And no limitations section is complete without some mention of how to surpass those limitations. The goal of any project is to refine the product to the point beyond which refinement is no longer possible. Because this is in practice impossible to accomplish, we will list a set of future "next steps" we or others who follow may be encouraged to take.

To intelligently detect the relative volume of noise in a given sample, one might best be served to create a statistical filter which recognizes random noise. This statistical filter would, in theory, identify the windows which most resemble random noise. From knowledge of which windows cause noise, one might derive the volume-level (read: power-level) associated with said noise and set the threshold at some point beyond that. The upper-bound of the threshold could be found as the lowest power value for any other non-noise (as indicated by the statistical filter) window.

The threshold detection for specific instruments is more complicated: our suggestion is to develop some method of correlation or detection as-of-yet unknown to these authors (but likely known to those who research these concepts). This method would likely match frequency domain signals rather than time domain (that is, match filtering two frequency domain representations; sort of a meta-Matched Filter in terms of FFTs) using some statistical algorithm.

The computation complexity issue is trivial to solve. One must simply code the infrastructure to analyze a given signal in several channels, each acting as our entire program now acts. To convert the samples into the frequency domain, one need only FFT each sample.

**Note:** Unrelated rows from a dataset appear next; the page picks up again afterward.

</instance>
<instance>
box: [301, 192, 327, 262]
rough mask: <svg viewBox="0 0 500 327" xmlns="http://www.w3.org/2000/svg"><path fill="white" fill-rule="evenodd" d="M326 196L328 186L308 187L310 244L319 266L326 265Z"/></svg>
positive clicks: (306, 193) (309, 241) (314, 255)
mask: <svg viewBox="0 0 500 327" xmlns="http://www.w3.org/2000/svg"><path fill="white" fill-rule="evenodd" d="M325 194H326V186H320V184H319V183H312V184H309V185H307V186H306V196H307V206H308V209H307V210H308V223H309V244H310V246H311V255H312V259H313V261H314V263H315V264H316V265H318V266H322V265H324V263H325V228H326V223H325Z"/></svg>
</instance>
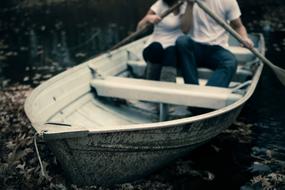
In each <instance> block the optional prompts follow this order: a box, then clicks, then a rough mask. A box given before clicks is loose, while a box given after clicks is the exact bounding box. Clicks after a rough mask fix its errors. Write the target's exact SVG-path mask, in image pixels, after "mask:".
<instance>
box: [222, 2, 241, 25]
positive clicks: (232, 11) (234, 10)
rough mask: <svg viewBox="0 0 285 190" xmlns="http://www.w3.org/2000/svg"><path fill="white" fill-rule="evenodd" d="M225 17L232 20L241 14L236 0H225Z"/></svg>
mask: <svg viewBox="0 0 285 190" xmlns="http://www.w3.org/2000/svg"><path fill="white" fill-rule="evenodd" d="M224 3H225V13H226V15H225V18H226V20H227V21H232V20H235V19H237V18H239V17H240V16H241V11H240V8H239V5H238V3H237V1H236V0H225V1H224Z"/></svg>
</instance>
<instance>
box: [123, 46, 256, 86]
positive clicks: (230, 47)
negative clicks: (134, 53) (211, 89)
mask: <svg viewBox="0 0 285 190" xmlns="http://www.w3.org/2000/svg"><path fill="white" fill-rule="evenodd" d="M228 49H229V50H230V51H231V52H233V54H234V55H235V56H236V58H237V60H238V63H239V65H238V68H237V72H236V74H235V76H234V78H233V81H238V82H240V81H244V80H246V78H247V77H250V76H252V72H251V71H249V70H247V69H245V68H244V63H245V62H247V61H252V60H253V59H254V58H255V57H254V55H253V54H252V53H251V51H249V50H248V49H246V48H243V47H238V46H230V47H228ZM133 57H134V56H133ZM127 65H128V66H129V67H130V68H131V70H132V72H133V74H135V75H136V76H138V77H143V76H144V73H145V68H146V63H145V61H144V60H143V59H142V58H138V57H137V59H134V60H132V59H130V60H128V62H127ZM198 73H199V78H202V79H208V78H209V77H210V76H211V74H212V73H213V71H212V70H210V69H207V68H198Z"/></svg>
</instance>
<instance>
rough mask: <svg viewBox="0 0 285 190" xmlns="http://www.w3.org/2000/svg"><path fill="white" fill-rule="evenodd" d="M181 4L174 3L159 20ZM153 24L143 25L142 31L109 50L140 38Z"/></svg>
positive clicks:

The final observed limitation, too, is within our grasp. We briefly attempted a method which is promising: Mellin transformation. Essentially, when one takes a signal and transforms it into the Mellin domain (by multiplying by an exponential), one is in the position to merely phase-shift the frequency domain representation to acheive a modulation. Thus, converting back from the Mellin domain after phase-shifting the original transformed signal changes one note into another (musical modulation). This also has (*many*) more applications than simply for our particular program. Image recognition over dilation comes most immediately to mind.